On en vient ensuite au problème de strucutre : le premier tiers n'est pas trop mal réussi du point de vue de la narration. Ca se goupille plutôt bien, sans grand heurt, c'est découpé en chapitres (un peu bizarre d'ailleurs pour un récit censément écrit "en live"), bon bon. Il y a même une chouette petite idée typographique qui consiste à mélanger le récit proprement dit et ce que Max a pu écrire dans son cahier pour utiliser son pouvoir, en italiques, ce qui crée des ruptures originales (un méta-niveau de diégèse pour parler snobement). Mais par la suite (au niveau du groupe de rock à peu près), la narration se délite totalement : on aura de moins en moins d'événements, de péripéties "en dur" pourrait-on dire, et de plus en plus de discours intérieur, des réflexions du personnage sur lui-même principalement. C'est le début d'une longue agonie discursive, de jolis mots empilés les uns sur les autres, de chapelets de métaphores aussi hasardeux qu'interminables. Tout ça ne crée pas de sens, ou si peu, et quand bien même, c'est une erreur de croire que c'est par le discours et la démonstration que l'on fait comprendre un sujet au lecteur. Le personnage et ce qui lui arrive sont déjà là pour servir de véhicule à l'idée. Bien vite, on se dit que cet énorme milieu de roman boursouflé n'existe que pour gonfler la longueur d'un texte qui est en fait une nouvelle. En passant péniblement la centaine de pages, peut-être 150 000 signes au maximum, l'auteur essaie de nous faire passer ça pour un roman, mais cela manque de souffle, clairement, et le subterfuge ne prend pas.
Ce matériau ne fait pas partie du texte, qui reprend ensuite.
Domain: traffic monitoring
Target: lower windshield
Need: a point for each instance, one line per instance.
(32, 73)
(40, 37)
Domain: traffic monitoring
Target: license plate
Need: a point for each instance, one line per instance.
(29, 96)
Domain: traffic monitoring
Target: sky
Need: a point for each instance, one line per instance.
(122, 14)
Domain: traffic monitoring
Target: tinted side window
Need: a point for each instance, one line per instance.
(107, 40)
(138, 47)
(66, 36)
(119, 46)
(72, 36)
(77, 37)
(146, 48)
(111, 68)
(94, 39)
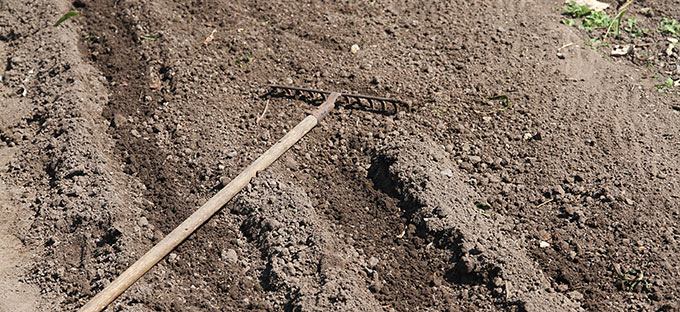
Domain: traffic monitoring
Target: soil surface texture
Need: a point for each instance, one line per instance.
(529, 168)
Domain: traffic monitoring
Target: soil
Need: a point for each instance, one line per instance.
(532, 172)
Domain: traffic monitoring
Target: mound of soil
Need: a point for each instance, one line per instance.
(532, 173)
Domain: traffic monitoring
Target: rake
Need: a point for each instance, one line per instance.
(202, 214)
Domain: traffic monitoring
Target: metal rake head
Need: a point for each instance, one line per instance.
(367, 102)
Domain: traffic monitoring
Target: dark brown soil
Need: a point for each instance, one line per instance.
(120, 122)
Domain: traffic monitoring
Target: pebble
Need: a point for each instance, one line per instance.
(229, 256)
(466, 166)
(373, 262)
(143, 222)
(447, 172)
(575, 295)
(355, 49)
(562, 287)
(475, 159)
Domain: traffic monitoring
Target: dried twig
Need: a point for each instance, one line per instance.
(544, 203)
(507, 291)
(264, 111)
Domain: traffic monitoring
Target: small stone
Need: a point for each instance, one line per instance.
(466, 166)
(572, 255)
(575, 295)
(447, 172)
(372, 262)
(355, 48)
(229, 256)
(562, 287)
(143, 222)
(621, 50)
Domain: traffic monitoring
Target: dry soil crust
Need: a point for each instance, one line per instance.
(120, 122)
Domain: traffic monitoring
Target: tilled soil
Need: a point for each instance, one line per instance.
(119, 123)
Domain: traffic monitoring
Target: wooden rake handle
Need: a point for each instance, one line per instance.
(200, 216)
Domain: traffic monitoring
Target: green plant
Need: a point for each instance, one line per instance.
(576, 10)
(670, 27)
(66, 16)
(597, 19)
(633, 29)
(615, 25)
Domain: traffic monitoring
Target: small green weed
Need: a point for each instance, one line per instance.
(595, 20)
(670, 27)
(615, 25)
(66, 16)
(633, 29)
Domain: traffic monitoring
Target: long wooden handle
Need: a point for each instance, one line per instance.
(200, 216)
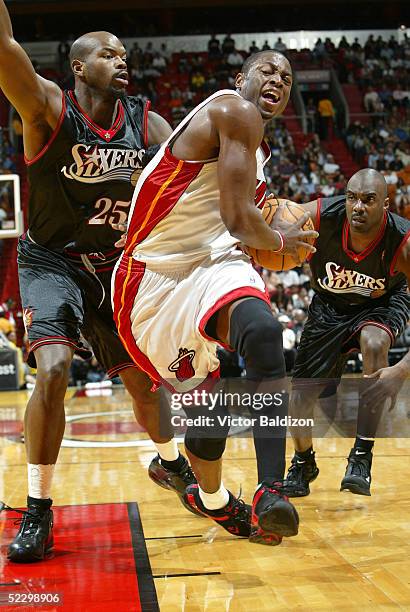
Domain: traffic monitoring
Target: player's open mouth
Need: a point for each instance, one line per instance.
(122, 78)
(358, 220)
(271, 97)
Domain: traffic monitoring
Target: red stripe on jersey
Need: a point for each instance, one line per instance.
(145, 122)
(370, 247)
(266, 150)
(399, 249)
(29, 162)
(128, 277)
(158, 195)
(260, 194)
(316, 223)
(106, 135)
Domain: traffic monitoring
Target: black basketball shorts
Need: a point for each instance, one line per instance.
(330, 335)
(62, 301)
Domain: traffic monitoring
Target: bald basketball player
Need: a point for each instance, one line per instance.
(360, 275)
(182, 286)
(84, 150)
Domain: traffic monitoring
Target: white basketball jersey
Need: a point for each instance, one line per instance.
(175, 212)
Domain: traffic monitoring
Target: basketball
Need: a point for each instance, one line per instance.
(280, 261)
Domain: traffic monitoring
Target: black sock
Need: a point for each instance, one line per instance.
(305, 454)
(40, 504)
(175, 465)
(365, 445)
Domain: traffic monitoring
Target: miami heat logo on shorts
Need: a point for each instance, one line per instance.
(182, 365)
(27, 318)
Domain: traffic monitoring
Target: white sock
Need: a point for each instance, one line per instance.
(39, 480)
(214, 501)
(168, 450)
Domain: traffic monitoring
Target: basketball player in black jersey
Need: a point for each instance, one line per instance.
(84, 151)
(359, 274)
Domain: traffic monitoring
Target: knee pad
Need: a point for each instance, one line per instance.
(257, 336)
(209, 449)
(207, 438)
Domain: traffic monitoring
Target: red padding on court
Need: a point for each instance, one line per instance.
(100, 561)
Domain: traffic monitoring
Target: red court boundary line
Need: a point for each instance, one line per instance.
(146, 587)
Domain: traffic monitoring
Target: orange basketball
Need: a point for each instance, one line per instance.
(278, 261)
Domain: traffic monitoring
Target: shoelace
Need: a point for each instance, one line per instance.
(240, 509)
(359, 466)
(187, 475)
(29, 520)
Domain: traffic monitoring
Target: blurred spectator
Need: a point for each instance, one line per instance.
(159, 62)
(198, 80)
(280, 45)
(289, 342)
(326, 118)
(214, 50)
(253, 48)
(235, 59)
(228, 44)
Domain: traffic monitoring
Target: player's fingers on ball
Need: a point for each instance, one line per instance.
(307, 246)
(303, 219)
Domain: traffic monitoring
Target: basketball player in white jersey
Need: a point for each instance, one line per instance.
(182, 285)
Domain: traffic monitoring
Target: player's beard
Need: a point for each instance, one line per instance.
(119, 94)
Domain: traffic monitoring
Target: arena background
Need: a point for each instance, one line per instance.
(350, 108)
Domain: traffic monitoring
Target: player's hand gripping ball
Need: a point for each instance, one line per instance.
(290, 212)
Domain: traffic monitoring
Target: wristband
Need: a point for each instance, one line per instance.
(282, 241)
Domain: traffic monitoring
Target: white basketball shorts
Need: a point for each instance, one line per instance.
(161, 315)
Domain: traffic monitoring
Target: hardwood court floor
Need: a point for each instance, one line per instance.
(352, 552)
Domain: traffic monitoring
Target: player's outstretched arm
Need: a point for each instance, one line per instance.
(239, 127)
(35, 98)
(388, 381)
(158, 129)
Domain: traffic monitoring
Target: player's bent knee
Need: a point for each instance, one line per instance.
(257, 336)
(374, 342)
(207, 449)
(54, 373)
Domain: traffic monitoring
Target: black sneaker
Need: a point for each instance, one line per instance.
(300, 474)
(273, 516)
(358, 477)
(173, 481)
(235, 517)
(35, 536)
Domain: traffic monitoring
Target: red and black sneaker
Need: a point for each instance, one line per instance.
(273, 516)
(235, 517)
(173, 481)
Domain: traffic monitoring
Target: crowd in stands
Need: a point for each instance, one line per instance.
(175, 83)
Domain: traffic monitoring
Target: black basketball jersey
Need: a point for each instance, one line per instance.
(83, 179)
(348, 279)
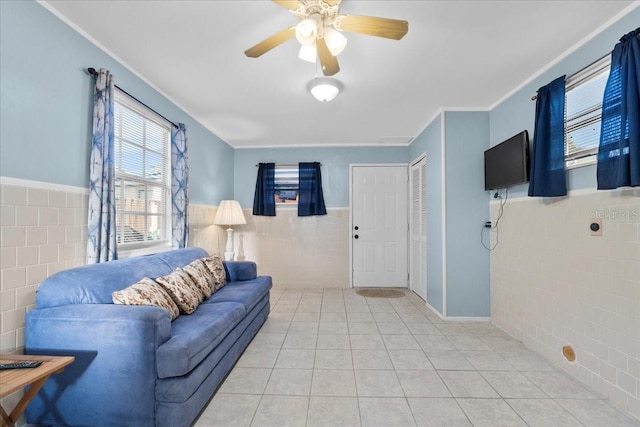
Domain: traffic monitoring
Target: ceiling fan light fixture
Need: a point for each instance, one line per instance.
(336, 42)
(324, 89)
(307, 31)
(308, 53)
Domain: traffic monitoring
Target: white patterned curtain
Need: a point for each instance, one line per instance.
(179, 178)
(101, 242)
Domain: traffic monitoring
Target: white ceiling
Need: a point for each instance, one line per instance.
(457, 54)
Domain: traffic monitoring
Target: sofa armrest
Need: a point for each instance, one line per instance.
(240, 270)
(115, 368)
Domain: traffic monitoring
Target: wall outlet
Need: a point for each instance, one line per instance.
(595, 226)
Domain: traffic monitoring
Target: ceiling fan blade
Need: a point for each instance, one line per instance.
(266, 45)
(289, 4)
(328, 62)
(373, 26)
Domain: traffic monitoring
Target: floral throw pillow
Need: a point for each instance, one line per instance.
(146, 292)
(215, 266)
(201, 276)
(181, 288)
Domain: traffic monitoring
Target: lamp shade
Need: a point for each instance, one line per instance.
(229, 213)
(324, 89)
(336, 42)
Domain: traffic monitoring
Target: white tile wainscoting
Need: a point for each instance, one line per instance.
(43, 230)
(553, 284)
(298, 252)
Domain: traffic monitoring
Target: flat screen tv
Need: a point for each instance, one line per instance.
(507, 163)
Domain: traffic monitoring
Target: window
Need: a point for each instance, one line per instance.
(583, 112)
(286, 183)
(142, 184)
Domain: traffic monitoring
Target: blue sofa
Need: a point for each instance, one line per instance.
(134, 366)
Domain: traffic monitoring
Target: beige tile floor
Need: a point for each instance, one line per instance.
(334, 358)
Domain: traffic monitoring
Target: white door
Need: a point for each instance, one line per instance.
(418, 228)
(379, 226)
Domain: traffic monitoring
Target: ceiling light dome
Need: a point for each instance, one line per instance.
(324, 89)
(307, 31)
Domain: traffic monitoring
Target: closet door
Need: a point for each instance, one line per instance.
(418, 228)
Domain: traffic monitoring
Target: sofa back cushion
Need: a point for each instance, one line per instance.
(94, 284)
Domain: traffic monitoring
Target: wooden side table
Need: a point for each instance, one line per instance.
(12, 380)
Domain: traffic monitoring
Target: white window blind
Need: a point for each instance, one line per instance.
(286, 180)
(583, 112)
(142, 140)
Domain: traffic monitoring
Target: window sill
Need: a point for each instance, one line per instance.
(146, 250)
(575, 164)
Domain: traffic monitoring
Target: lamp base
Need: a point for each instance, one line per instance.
(228, 249)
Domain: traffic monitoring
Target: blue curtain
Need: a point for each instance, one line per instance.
(101, 233)
(179, 179)
(310, 200)
(264, 199)
(548, 178)
(619, 152)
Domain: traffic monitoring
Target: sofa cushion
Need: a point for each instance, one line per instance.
(182, 290)
(201, 276)
(94, 283)
(216, 267)
(194, 337)
(247, 293)
(146, 292)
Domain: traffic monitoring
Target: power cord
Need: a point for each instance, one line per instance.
(495, 227)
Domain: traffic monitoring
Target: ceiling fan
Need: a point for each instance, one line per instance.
(320, 28)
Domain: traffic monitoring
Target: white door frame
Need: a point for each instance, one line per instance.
(351, 167)
(412, 163)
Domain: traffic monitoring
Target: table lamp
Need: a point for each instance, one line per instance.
(229, 213)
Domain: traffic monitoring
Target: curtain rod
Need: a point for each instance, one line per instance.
(289, 165)
(92, 71)
(534, 97)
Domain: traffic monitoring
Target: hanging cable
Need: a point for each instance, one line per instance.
(495, 227)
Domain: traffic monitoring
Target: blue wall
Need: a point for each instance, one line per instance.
(45, 108)
(467, 209)
(335, 167)
(430, 142)
(517, 112)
Il aurait fallu un débordement de belles idées pour être convaincu par ce texte, mais elles n'y sont pas, laissant au sujet (un "malaise adolescent" inversé, qui se traduit par une sensation de toute-puissance) la responsabilité de tenir l'oeuvre à lui tout seul. La dimension émotionnelle, et avec elle "l'ambiance" voulue morbide et tortueuse, est déstabilisée, on l'a vu, par un traitement technique trop léger. À mon sens, et ce n'est qu'une impression, ce texte gagnerait à devenir une nouvelle, à subir une coupe franche en plein centre, et à être stylistiquement ciselé pour commencer à ressembler à quelque chose. L'investissement de l'auteur, évident et honorable, n'est pas une condition suffisante.